Challenges and Opportunities for Incorporating Physiological Information into Pharmacokinetic Models of Intranasal Drug Delivery to the Brain: A Review of the Current Status and Future Trajectories

Abstract

Intranasal (IN) drug delivery is a promising noninvasive route for targeting the central nervous system (CNS) bypassing the blood-brain-barrier (BBB). This review critically examines the underlying mechanisms, challenges in predicting nasal drug delivery outcomes, and future directions for applying physiologically based pharmacokinetic (PBPK) modeling to support such predictions. The nasal cavity comprises distinct anatomical and physiological features in the olfactory region (upper posterior part of the nasal cavity) and the respiratory region (middle part and lateral walls of the nasal cavity), both of which play essential roles in drug deposition, systemic absorption, and general passage. However, since the biological composition of the olfactory and trigeminal nerves in the nasal area is not well-known, the prediction of drug absorption to systemic circulation from nasal mucosa or direct transport from nose to brain are fraught with many challenges.
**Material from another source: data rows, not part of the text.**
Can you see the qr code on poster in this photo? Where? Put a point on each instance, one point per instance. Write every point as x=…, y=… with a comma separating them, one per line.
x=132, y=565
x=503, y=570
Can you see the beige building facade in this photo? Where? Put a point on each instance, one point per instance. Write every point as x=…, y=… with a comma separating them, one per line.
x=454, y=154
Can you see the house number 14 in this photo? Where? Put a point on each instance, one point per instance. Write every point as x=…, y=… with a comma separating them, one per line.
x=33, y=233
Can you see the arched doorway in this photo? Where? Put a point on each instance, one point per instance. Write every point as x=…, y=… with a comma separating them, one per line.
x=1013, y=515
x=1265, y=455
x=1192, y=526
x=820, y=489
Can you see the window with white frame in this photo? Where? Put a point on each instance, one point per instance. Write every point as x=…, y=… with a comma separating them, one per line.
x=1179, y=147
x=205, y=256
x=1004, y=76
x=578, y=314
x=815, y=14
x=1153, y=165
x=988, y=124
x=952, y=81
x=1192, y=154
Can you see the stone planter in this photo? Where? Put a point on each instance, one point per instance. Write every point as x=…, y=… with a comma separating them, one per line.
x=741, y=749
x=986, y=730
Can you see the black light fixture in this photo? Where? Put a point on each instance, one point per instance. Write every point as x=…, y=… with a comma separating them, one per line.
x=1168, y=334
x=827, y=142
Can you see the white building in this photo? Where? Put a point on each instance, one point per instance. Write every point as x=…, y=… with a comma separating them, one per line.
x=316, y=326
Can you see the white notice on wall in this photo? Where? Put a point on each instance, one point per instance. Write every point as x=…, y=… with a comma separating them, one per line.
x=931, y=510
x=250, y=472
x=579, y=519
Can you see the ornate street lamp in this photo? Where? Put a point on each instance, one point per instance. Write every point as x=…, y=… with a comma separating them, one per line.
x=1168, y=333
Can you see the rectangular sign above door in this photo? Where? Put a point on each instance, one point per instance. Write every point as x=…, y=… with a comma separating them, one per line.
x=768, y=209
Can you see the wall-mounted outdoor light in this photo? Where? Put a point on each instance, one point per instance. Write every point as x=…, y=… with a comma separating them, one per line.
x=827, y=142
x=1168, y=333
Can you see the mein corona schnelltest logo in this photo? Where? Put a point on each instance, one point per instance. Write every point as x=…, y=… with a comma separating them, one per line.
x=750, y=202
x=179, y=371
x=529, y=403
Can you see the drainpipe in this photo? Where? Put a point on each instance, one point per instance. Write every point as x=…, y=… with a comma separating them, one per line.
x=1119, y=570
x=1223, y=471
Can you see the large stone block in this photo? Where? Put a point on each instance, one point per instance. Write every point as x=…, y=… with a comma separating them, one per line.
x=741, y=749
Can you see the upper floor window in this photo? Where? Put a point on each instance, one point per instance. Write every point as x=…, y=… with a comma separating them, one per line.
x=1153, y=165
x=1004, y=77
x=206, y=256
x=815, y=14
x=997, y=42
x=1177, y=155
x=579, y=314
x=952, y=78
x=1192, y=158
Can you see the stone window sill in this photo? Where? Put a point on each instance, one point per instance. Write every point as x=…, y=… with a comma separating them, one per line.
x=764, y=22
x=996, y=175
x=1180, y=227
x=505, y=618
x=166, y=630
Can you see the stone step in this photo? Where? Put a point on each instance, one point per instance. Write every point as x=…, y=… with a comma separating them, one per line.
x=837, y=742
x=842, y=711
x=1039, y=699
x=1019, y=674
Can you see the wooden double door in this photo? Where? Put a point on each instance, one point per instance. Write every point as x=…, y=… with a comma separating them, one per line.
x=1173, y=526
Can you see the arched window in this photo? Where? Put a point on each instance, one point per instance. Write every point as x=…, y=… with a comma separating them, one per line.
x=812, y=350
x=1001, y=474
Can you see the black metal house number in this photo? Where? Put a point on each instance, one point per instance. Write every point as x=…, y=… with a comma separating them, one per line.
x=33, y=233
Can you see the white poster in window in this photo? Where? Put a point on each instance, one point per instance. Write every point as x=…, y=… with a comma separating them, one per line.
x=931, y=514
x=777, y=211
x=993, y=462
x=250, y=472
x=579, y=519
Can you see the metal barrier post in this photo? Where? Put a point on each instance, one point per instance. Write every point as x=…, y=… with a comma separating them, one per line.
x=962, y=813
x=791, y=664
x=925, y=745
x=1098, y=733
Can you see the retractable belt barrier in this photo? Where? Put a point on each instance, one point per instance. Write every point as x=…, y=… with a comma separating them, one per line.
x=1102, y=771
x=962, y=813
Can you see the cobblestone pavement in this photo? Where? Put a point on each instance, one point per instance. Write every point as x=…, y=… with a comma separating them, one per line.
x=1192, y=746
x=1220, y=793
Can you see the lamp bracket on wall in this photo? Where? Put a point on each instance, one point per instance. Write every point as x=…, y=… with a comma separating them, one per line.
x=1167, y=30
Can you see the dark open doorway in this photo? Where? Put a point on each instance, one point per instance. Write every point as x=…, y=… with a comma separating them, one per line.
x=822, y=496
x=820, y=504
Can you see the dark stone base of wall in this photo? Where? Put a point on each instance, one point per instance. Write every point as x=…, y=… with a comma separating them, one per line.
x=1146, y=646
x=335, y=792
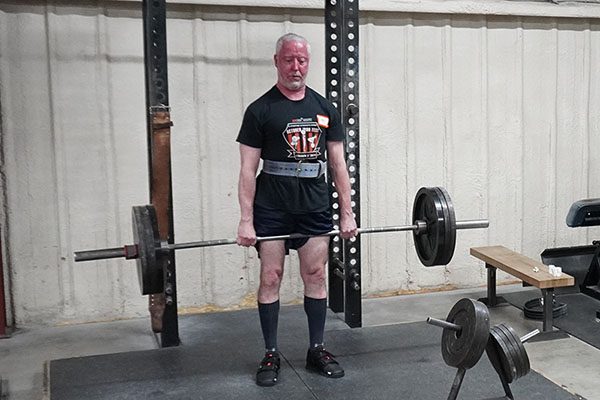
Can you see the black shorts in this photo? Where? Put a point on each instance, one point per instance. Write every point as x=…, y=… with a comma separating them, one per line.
x=268, y=222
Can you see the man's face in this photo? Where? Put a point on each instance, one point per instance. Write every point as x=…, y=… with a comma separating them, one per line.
x=292, y=65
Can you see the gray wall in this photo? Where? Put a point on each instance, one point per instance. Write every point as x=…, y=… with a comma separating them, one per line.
x=501, y=110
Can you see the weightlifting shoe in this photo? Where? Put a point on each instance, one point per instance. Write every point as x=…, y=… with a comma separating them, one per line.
x=268, y=370
x=320, y=360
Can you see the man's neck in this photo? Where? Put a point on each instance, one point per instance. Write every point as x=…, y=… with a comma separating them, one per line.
x=292, y=94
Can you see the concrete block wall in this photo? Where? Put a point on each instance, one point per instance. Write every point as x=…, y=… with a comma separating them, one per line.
x=498, y=107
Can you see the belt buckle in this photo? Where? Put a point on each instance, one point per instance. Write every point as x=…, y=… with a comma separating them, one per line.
x=299, y=169
x=322, y=168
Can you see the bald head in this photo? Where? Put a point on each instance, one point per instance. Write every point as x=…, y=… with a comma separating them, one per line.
x=291, y=37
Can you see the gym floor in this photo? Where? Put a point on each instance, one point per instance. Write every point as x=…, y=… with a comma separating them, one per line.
x=569, y=363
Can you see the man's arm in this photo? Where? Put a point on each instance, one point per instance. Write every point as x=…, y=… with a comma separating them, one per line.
x=337, y=164
x=249, y=159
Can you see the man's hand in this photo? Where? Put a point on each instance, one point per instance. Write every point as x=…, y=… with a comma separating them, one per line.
x=246, y=234
x=348, y=227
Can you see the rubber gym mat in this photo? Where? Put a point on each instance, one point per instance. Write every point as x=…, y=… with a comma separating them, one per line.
x=399, y=361
x=579, y=321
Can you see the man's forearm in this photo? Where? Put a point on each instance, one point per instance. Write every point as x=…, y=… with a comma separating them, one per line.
x=246, y=191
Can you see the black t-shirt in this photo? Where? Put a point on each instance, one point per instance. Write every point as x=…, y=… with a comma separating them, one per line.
x=292, y=131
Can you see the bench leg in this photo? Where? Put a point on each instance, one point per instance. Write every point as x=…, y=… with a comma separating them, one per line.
x=492, y=300
x=548, y=332
x=547, y=314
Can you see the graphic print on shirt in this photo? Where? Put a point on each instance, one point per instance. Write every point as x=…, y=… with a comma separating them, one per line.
x=302, y=136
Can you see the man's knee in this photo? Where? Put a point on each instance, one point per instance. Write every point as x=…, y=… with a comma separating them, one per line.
x=314, y=273
x=271, y=277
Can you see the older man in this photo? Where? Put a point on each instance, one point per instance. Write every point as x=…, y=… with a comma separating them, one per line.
x=296, y=132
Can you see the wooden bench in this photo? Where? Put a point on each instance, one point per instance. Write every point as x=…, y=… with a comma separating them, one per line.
x=526, y=269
Thus, addressing the impacts of drug permeability, mucociliary clearance, enzymatic degradation, and nasomucosal toxicity are still essential challenges when developing nasal formulations for drugs. PBPK models have the capability of integrating complex anatomical, physiological, and biological aspects of the systems when such data are available. Nevertheless, translation from in vitro experiments or animal studies into humans requires addressing knowledge gaps in systems parameters. Future investigations should focus on generating the necessary missing information as well as refining the models. Application of advanced modeling methods for simulation of drug deposition, in conjunction with refined nasal PBPK models, is envisaged to improve the prediction of clinical outcomes for CNS targeted IN drug delivery.

Keywords: central nervous system; intranasal drug administration; nasal mucociliary clearance; nasal permeability; nose-to-brain drug delivery; physiologically based pharmacokinetic modeling.